Economists at the US central bank (Fed) estimated in the minutes of the institution’s latest monetary meeting published on Wednesday that recent banking difficulties “could lead to a small recession” in the United States this year, AFP reported.
On March 22, despite this advice from its team of economists, the Federal Reserve’s Monetary Committee (FOMC) raised interest rates for the ninth time in a row.
This added a quarter of a percentage point to the cost of an overnight loan.
FOMC members acknowledged, however, that banking problems “are likely to tighten lending conditions for both households and businesses.”
Although the decision to raise rates for the ninth time in a row was made unanimously by voting members, “several members” of the Committee said they wondered “whether it would be appropriate to leave rates unchanged compared to this.”
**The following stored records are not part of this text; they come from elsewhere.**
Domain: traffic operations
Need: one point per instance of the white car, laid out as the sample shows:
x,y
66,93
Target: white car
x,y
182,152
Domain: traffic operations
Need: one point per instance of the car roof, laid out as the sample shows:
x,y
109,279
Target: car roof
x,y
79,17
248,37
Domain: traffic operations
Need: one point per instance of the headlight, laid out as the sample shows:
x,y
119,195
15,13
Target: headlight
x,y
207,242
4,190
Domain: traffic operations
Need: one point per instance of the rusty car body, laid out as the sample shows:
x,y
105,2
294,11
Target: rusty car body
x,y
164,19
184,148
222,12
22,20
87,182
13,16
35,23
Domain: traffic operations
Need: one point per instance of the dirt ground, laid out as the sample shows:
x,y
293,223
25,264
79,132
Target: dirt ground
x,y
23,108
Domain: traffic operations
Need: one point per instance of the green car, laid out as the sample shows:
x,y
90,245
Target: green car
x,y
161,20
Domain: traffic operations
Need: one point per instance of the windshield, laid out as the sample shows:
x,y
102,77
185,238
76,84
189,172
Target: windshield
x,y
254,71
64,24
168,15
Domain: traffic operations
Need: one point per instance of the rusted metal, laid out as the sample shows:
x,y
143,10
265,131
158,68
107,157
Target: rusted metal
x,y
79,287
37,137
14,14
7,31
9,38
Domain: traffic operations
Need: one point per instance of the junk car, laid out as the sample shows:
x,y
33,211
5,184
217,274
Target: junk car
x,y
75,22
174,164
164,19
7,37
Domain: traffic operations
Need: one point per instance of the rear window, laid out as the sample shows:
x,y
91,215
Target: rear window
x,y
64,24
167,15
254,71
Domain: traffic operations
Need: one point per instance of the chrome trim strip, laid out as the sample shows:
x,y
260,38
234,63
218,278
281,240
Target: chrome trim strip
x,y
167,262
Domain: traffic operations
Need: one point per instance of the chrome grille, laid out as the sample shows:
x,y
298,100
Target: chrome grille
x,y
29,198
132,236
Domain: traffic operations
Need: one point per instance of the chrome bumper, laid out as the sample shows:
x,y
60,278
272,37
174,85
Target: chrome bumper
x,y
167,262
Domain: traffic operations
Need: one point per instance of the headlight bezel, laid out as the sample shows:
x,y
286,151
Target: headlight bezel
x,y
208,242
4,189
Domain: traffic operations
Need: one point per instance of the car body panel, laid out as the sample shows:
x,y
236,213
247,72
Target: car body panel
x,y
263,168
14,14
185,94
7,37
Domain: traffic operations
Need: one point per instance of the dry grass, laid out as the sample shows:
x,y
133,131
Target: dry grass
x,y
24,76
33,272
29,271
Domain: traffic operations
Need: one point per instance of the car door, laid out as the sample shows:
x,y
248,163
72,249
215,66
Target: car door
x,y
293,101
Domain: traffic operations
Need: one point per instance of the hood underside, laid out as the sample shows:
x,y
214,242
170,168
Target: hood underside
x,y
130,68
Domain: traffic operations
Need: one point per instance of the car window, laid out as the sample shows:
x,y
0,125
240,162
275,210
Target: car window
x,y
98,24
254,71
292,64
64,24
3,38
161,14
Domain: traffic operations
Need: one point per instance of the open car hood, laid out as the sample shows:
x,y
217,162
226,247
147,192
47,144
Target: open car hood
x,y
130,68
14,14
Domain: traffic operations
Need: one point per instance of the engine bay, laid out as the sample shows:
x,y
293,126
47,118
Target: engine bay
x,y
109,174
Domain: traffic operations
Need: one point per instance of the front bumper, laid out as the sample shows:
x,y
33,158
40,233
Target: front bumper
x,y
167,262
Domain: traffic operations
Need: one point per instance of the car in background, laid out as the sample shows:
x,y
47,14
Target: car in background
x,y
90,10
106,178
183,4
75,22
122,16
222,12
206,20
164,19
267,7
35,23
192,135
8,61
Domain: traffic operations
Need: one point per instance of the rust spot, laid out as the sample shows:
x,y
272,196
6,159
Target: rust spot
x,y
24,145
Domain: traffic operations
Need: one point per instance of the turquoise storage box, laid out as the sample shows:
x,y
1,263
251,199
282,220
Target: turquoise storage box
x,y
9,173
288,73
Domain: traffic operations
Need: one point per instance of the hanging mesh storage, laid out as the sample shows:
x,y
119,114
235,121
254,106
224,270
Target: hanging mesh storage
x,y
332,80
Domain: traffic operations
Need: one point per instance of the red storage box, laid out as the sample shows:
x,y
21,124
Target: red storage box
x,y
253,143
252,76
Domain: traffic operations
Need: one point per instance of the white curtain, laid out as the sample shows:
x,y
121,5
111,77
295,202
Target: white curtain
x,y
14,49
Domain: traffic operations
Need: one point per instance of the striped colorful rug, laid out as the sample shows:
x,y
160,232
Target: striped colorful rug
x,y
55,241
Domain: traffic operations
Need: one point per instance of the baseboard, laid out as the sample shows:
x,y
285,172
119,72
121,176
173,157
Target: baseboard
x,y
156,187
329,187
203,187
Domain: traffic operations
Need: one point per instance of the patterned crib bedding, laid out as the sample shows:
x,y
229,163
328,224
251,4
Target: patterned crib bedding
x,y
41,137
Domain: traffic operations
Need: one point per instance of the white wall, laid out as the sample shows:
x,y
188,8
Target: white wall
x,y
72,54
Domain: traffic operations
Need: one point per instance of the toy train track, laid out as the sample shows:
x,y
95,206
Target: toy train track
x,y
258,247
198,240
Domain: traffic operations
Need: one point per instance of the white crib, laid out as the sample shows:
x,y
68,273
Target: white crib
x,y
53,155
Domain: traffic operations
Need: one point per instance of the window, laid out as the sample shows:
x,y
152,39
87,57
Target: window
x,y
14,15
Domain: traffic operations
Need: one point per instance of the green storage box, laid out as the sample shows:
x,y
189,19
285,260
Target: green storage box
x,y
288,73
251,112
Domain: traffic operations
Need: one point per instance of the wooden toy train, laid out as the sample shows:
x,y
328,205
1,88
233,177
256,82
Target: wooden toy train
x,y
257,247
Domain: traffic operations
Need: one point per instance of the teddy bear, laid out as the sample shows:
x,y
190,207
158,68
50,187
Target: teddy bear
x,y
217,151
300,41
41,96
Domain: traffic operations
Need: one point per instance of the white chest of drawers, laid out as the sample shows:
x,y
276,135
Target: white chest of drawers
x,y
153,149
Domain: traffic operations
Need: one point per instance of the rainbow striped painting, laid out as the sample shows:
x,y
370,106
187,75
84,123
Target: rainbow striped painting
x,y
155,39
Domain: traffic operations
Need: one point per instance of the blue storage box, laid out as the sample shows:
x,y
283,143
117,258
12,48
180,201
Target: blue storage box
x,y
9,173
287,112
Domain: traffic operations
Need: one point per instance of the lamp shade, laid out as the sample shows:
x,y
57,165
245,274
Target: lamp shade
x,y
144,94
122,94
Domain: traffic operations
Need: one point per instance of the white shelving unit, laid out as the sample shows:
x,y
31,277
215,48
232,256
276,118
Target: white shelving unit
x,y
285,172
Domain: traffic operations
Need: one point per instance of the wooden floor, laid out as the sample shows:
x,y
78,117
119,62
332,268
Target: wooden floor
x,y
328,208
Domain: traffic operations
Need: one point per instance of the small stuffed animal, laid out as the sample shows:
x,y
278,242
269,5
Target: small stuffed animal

According to them, this “would give us the opportunity to have more time at our disposal to assess the financial and economic consequences of recent banking events.”
Three regional US banks, starting with California-based SVB, a tech favorite, were forced to close in March due to massive withdrawals that some attributed in part to the effects of the rate hike.
On May 2 and 3, the Fed must decide whether to conduct another round of monetary tightening of the same order.
According to the minutes of the last meeting, in the eyes of Fed members, high inflation “is still at an unacceptable level.” At that time, inflation was 6% per year, according to the CPI index.
But consumer price inflation has since slowed to an annualized 5% in March, according to the latest CPI estimate released on Wednesday.